One issue that arises from this method is that words that are particularly linked to one popular politician may then be confounded as linked to that politician's gender. For example, a prominent Somalian female politician may cause the word 'somalian' to be inappropriately linked to the gender 'female', though both men and women should be equally likely to described as Somalian as it is not an innately gendered word. Therefore, we follow the lead of Damani by calculating PMI from a document count, not total word count. These additions allowed his PMI measure to give closer to human-labelled results on free association and semantic relatedness tasks in nearly all tested large datasets [61] .

The original cPMId looks at significant word co-occurrences using document counts rather than word counts. Documents within a corpus are counted as containing a significant word co-occurrence if the co-occurrence surpasses a threshold of word co-occurrence within a pre-determined word span parameter. The frequency of documents containing the co-occurrence of items x and y are represented as d(x, y) across the number of documents D. However, we are not looking at the co-occurrence of words within a word span, but in the co-occurrence of a word with a gender across a range of entities. Therefore, we view each political entity as a document and count a word's usage across different entities. Usage of this final Equation 3 is expected to minimize the appearance of obviously confounding descriptors in the top female and male word lists. For both cases, to limit PMI's potential to bias towards uncommon words, we only consider words that had a minimum count of 3 for both genders.

Next, we analyse the top 100 gendered attributes for both male and female politicians. Similar studies [33] have mapped pre-made word senses to the obtained words to visualize biases. Given the informal source of the dataset, we do not expect that many of the words extracted to be present in many existing resources.

We enlist the help of two volunteer annotators to label the obtained words using pre-defined labels. The volunteers enlisted are young (below 35), trained in the social sciences, and familiar with the platform Reddit. Volunteers are asked to mark each word with a hand-coded sentiment ranking (Negative, Neutral or Positive) and to label each word as belonging to one of the following 8 categories, compounded from findings in prior literature on the subject (our specific motivations for the inclusion of each sense are further outlined below):

• Profession: A term related to someone's profession or work activities (e.g. politician, speaker).

• Belief : A word relating to a politician's political ideals (e.g. republican, antifa)

• Attribute: A word related to a politician's supraphysical attributes (e.g. intelligent, rude)

• Body: A word related to their body (either a body part or general attractiveness/sexuality) (e.g. nose, beautiful)

• Family: A word related to a politician's family (e.g. mother) or relations with others (e.g. lover) or (in)capacity for that. (e.g. childless, pregnant)

• Clothing: A word relating to clothing/fashion/attire (e.g. fashionable, suit)

• Label: A general metaphor/term applied to someone (i.e. 'name calling') that may not fit neatly into one of the above categories (e.g. bitch, angel)

• Other: A word that doesn't fit into any of the above categories (e.g. phone, song)

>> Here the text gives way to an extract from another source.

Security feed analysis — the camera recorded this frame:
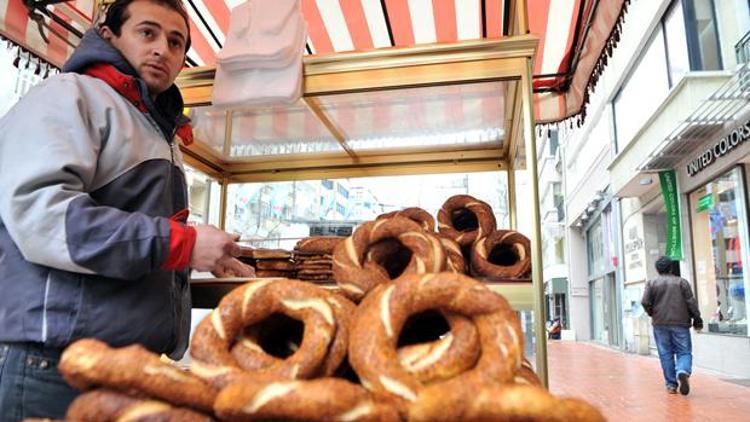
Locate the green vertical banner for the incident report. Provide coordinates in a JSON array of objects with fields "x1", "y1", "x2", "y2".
[{"x1": 659, "y1": 170, "x2": 682, "y2": 261}]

We assess the traditional senses of Profession, Family and Appearance, given a wealth of extant NLP studies investigating gender biases that show greater job-relevant language attributed to men [12, 23, 24] , greater information about personal-life (i.e. family and relationships) and language about appearance in text about women [11, 22, 22-24, 33, 39, 63, 64] . Popular articles comparing male and female politicians suggest similar issues [65] , but add in additional concerns: Female politicians are held to a higher set of standards than men. They must be likeable; unlike men, they cannot be shrill, outdated, or flawed [34, 66, 67] . In addition, their choices of outfit often are central in their media attention [68, 69] . Therefore, we also look specifically at words describing a politicians clothing. We also separately mark politically-relevant ideals (Belief) and other metaphysical characteristics (Attribute). Finally, we include the final category "Label" to include sentimental differences in other terms or metaphors used to describe politicians.

For the general dataset, a chi-square test of independence with a critical value of .05 is performed to assess a significant relationship between politician gender and sense distribution. We choose a less-conservative critical value for this investigation given the smaller sample size relative to the other analyses. Cramer's V is calculated as a measure of effect size. Pairwise comparisons of interest are made using odds-ratio calculations.

For cross-partisan analyses, given the smaller datasets, only the top 50 gender-biased words for each gender and partisan-group are extracted for annotation. This is to conserve annotator time and to ensure that the list for the most "male"-skewed words are reliably male-skewed (we find fewer male-biased words, especially on the less-popular subreddits). However, given the large number of labels and fewer annotated samples, the total sample size does not meet the minimum requirements for log-linear analysis [70] . Therefore, these results are presented graphically and are only compared using odds-ratio comparisons.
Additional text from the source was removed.